The expansion comes less than two months after Anthropic granted roughly 50 initial partners access to Claude Mythos Preview, an advanced AI model designed to identify security vulnerabilities in software. According to the company, those organisations have already uncovered more than 10,000 high- and critical-severity flaws in their codebases.
“What each partner has in common is that a successful attack on their codebase could be catastrophic,” Anthropic said in the release. “For most partners, we estimate that a major attack could affect more than 100 million people, with important ramifications for both global and national security.”
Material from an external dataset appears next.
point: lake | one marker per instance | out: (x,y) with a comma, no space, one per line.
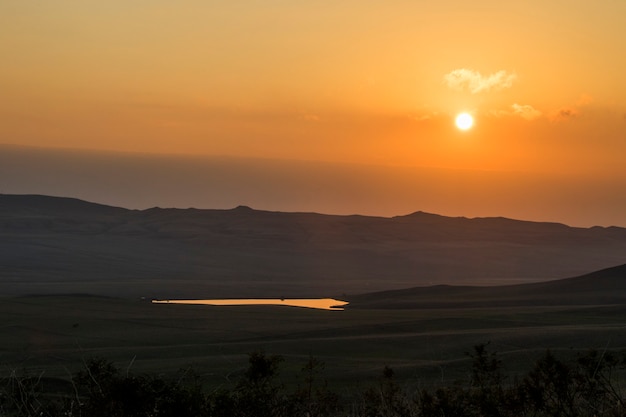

Project Glasswing is part of Anthropic’s broader effort to prepare organisations for a future in which increasingly capable AI systems reshape cybersecurity. The company said it expects other AI developers to release models with cyber capabilities comparable to Mythos Preview within the next six to 12 months.
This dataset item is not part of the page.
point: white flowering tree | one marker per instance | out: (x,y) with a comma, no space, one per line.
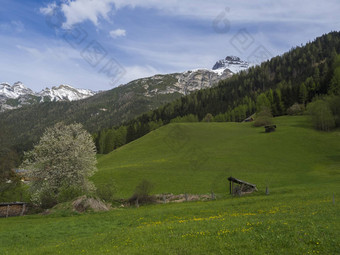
(63,160)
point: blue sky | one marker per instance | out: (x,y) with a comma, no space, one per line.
(100,44)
“Cheap, fast AI models with powerful cyber capabilities are around the corner,” Anthropic said. “We want Project Glasswing to spur institutions toward operating norms that reflect this reality.”
The company said participating organisations have already begun using Mythos Preview at scale to scan codebases, identify vulnerabilities and share best practices with other partners and security researchers.
Anthropic said the cybersecurity challenge is increasingly shifting from finding vulnerabilities to verifying, disclosing and patching them quickly.
“As we’ve previously discussed, the bottleneck in cybersecurity is now verifying, disclosing, and patching the large numbers of vulnerabilities that Mythos-class models can surface,” the company said.
Several Project Glasswing participants are already using the model to generate software patches and conduct pre-release security checks aimed at preventing vulnerabilities from reaching production environments. Anthropic added that advanced AI systems can also assist with penetration testing, automated threat detection and response, and modernising legacy software by rewriting it in memory-safe programming languages.
To support broader adoption, the company recently launched Claude Security, a product that uses its latest public AI models to scan software and suggest patches. Anthropic also said it is making some of the tools developed for Project Glasswing available to trusted security teams upon request.
Looking ahead, the company plans to further expand Project Glasswing to additional critical infrastructure operators, open-source software maintainers and safety-testing organisations. It also intends to scale up its Cyber Verification Program, which provides advanced cyber capabilities to organisations for specific defensive use cases.
“We’re working as quickly as we can to safely release Mythos-level capabilities in general access,” Anthropic said. “In the meantime, we plan to expand Project Glasswing even further.”
The company said the initiative is intended to help establish a long-term advantage for defenders as frontier AI systems become increasingly capable and cybersecurity risks evolve alongside them.